If only in my dreams…
Have you ever had such a vivid dream that it blurs the line between the fantasy created by your mind and the reality of the waking world? I recall one I had when I was just in elementary. In the dream I owned a first generation transformer whose character name was Megatron that looked like a gun. To this day I honestly cannot remember if I actually owned one and lost it somehow, or if I only dreamt that I owned it. With that as a back drop…
I had an odd dream not too long ago. The content was not as odd as the fact that I remembered it. As with most dreams I came into the middle of a ‘scene’ where a certain person and I had decided to get married. At this point in the timeline she had just come into town and I was trying to get her and her family settled into a hotel. Once that was done I had to leave and finish making arrangements for the place where the ceremony would be conducted. It appeared to be either a hospital or hotel chapel. After that the next thing I recall is that I was fretting about making sure I had a tie to wear with the suit since it was only proper for such an occasion. It was apparently short notice since I was just using the black suit I already had and my mom kept telling me it was OK if I didn’t have one.

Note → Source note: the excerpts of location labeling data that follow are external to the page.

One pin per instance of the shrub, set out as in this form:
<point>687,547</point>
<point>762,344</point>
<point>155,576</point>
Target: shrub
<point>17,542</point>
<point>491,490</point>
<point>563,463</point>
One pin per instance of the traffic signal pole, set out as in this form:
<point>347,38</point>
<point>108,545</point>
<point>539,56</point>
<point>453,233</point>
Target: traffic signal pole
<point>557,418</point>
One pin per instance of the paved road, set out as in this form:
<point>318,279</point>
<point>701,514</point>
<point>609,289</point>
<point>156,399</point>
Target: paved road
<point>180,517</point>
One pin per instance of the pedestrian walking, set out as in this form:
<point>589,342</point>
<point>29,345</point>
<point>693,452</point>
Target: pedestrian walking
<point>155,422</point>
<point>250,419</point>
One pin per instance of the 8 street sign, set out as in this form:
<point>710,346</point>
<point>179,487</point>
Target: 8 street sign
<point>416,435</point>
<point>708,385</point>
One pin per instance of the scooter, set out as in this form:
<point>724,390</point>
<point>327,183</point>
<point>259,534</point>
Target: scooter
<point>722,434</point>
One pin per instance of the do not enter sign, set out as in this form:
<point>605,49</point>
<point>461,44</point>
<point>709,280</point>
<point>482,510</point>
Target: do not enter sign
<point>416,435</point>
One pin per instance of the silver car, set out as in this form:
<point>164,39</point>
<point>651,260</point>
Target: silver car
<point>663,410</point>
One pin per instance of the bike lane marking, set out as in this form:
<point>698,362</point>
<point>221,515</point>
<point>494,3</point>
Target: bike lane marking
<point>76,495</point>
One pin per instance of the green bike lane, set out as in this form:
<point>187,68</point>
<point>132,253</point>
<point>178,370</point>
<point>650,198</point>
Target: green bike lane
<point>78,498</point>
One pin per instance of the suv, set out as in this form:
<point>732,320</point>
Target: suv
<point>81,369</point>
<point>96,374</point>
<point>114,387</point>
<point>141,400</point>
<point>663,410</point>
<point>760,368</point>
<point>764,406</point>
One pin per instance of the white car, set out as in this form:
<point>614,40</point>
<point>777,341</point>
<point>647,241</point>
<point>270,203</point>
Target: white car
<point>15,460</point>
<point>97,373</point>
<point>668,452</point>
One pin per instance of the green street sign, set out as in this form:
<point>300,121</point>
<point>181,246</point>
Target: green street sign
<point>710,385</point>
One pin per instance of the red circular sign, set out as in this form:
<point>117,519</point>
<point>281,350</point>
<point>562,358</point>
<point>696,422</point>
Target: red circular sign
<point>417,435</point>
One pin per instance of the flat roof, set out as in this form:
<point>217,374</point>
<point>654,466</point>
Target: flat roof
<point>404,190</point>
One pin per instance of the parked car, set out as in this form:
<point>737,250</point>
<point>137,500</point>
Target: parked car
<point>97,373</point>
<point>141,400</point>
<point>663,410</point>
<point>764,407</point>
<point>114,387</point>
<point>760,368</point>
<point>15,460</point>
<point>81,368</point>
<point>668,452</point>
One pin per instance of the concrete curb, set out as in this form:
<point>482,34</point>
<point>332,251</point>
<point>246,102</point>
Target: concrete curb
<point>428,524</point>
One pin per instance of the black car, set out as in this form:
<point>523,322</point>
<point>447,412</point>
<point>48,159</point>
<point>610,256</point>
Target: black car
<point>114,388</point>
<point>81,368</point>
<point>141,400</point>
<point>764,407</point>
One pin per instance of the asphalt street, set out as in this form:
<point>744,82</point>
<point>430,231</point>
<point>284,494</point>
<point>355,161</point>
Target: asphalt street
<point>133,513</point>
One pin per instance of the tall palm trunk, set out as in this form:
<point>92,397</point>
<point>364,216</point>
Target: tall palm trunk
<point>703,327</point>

I don’t recall if the wedding transpired in the dream since the next thing I remember the wedding was over. I found myself explaining to my new wife that I had to go do something with some friends, which she said she understood. I recall feeling really bad because it was something of little consequence like going to the movies (as if it was an after the fact bachelor party). Then during the activity, a movie I presume, I was fretting to my friends that I should be with her and not them, but they kept saying it was OK because she said it was.
From there it skipped to the next morning and I was trying to get from where I was staying, apparently separately from her, to where she was staying. The entire time I was trying to get to where she was I was on the phone apologizing because I felt bad and frustrated that it was almost noon and I hadn’t even seen her that day. She in turn kept saying it was OK because she had given me permission to go out the night before.
From there it gets a little fuzzy. I think I finally met up with her and proceeded with another round of apologies, but I’m not really sure. For some reason I half way woke up. In that state between consciousness and sleep I felt confused because I was with her in this extremely vivid dream, but in waking reality I was alone. Falling back asleep I would (in another dream state) look for her almost in a panic. Having found her I would apologize again for being away from her again after just getting married, before waking up again. That probably happened two or three times before waking up altogether.
The sad part is dealing with the leftover emotions. Even though I know it was just a dream the emotions accompanying it were very vivid and they mixed with real, yet unexpressed feelings I have had for her in the past. The mingling of emotions makes it hard to distinguish between the two. Even more so was becoming fully awake and feeling the level of companionship experienced in the dream slowly slip away to the point of almost grieving over its loss.
I know it probably sounds pathetic, but oh well, I guess life goes on and all there is to do is keep plowing through until the emotions fade away (as the usually do) and everything goes back to ‘normal’.